Pulmonary constituent cells shape migration patterns of phagocyte cells in staphylococcal pneumonia

Pneumonia caused by the bacterium Staphylococcus aureus can vary in severity, from milder to necrotizing cases. In Staphylococcal pneumonia the cooperative actions of pathogen- and host-derived factors that contribute to disease progression and severity are relatively unknown. The objective of this project is to substantially deepening the understanding of the pathophysiology of Staphylococcal pneumonia, by pin-pointing key host and bacterial factors that contribute to the inflammatory reactions and that are targetable in new therapeutic strategies. The hypothesis is that S. aureus toxins, in addition to have cytotoxic properties, also trigger pulmonary epithelial cells and fibroblasts in ways leading to aggravation of inflammation and pathology.
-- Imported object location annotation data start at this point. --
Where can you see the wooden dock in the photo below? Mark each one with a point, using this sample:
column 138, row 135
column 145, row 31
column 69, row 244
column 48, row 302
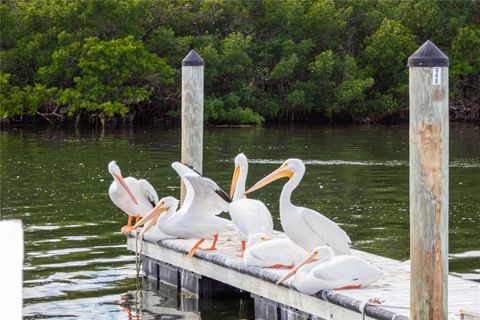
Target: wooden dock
column 221, row 271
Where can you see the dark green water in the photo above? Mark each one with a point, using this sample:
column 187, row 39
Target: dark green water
column 76, row 264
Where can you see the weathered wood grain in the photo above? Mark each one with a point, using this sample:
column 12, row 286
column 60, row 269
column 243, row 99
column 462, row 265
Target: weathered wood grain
column 429, row 136
column 192, row 118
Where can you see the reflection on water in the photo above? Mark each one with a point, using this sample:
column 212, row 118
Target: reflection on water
column 148, row 301
column 76, row 264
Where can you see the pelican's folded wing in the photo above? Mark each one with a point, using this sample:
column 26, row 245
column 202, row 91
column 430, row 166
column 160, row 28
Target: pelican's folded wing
column 150, row 191
column 208, row 197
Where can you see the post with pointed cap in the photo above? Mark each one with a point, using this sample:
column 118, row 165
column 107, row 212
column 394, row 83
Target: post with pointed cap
column 192, row 113
column 428, row 85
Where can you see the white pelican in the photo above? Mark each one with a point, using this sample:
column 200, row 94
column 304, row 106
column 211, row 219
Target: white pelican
column 197, row 217
column 169, row 206
column 134, row 197
column 249, row 216
column 332, row 272
column 305, row 227
column 264, row 252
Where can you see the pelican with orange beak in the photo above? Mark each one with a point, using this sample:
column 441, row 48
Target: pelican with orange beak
column 305, row 227
column 323, row 270
column 135, row 197
column 197, row 217
column 249, row 216
column 264, row 252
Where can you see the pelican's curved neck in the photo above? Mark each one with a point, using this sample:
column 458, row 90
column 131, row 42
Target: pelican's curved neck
column 285, row 196
column 242, row 180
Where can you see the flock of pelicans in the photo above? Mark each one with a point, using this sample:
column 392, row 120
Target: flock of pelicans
column 316, row 249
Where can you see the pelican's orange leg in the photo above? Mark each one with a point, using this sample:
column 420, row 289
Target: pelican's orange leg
column 127, row 228
column 244, row 246
column 195, row 248
column 213, row 246
column 280, row 266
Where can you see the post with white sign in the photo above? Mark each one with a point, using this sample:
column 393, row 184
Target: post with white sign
column 192, row 113
column 428, row 69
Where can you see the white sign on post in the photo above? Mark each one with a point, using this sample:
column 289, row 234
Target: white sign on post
column 436, row 76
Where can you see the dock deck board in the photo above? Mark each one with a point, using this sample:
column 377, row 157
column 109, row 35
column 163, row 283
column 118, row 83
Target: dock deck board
column 393, row 289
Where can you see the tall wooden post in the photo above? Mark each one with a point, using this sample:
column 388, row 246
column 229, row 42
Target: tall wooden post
column 192, row 113
column 428, row 68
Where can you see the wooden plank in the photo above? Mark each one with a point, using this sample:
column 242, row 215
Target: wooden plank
column 392, row 289
column 429, row 182
column 192, row 112
column 222, row 265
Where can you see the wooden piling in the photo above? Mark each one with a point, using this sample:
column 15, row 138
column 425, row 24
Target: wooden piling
column 192, row 112
column 428, row 69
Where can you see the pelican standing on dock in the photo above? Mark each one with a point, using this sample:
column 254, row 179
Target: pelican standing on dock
column 264, row 252
column 249, row 216
column 197, row 217
column 305, row 227
column 135, row 197
column 323, row 270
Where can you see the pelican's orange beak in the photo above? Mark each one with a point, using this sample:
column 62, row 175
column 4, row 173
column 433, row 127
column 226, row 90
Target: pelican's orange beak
column 233, row 186
column 277, row 174
column 125, row 186
column 309, row 259
column 153, row 214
In this study, a complex three-dimensional model of airway epithelium combined with live cell imaging was used to delineate tissue responses to specific staphylococcal toxins. Tissue models were exposed to exotoxins produced by clinical isolates of S. aureus . At sublytic concentrations of toxins, inflammatory responses were induced and chemotactic gradients defined by the redistribution of CXCL8 and CX3CL1 were evident. This coincided with enhanced migration of phagocyte cells towards the apical side of the pulmonary epithelium. Using this innovative model of bacterial infection of the airway epithelium, has the potential to pinpoint novel disease traits and identify new potential targets for treatment aimed at managing detrimental inflammatory reactions.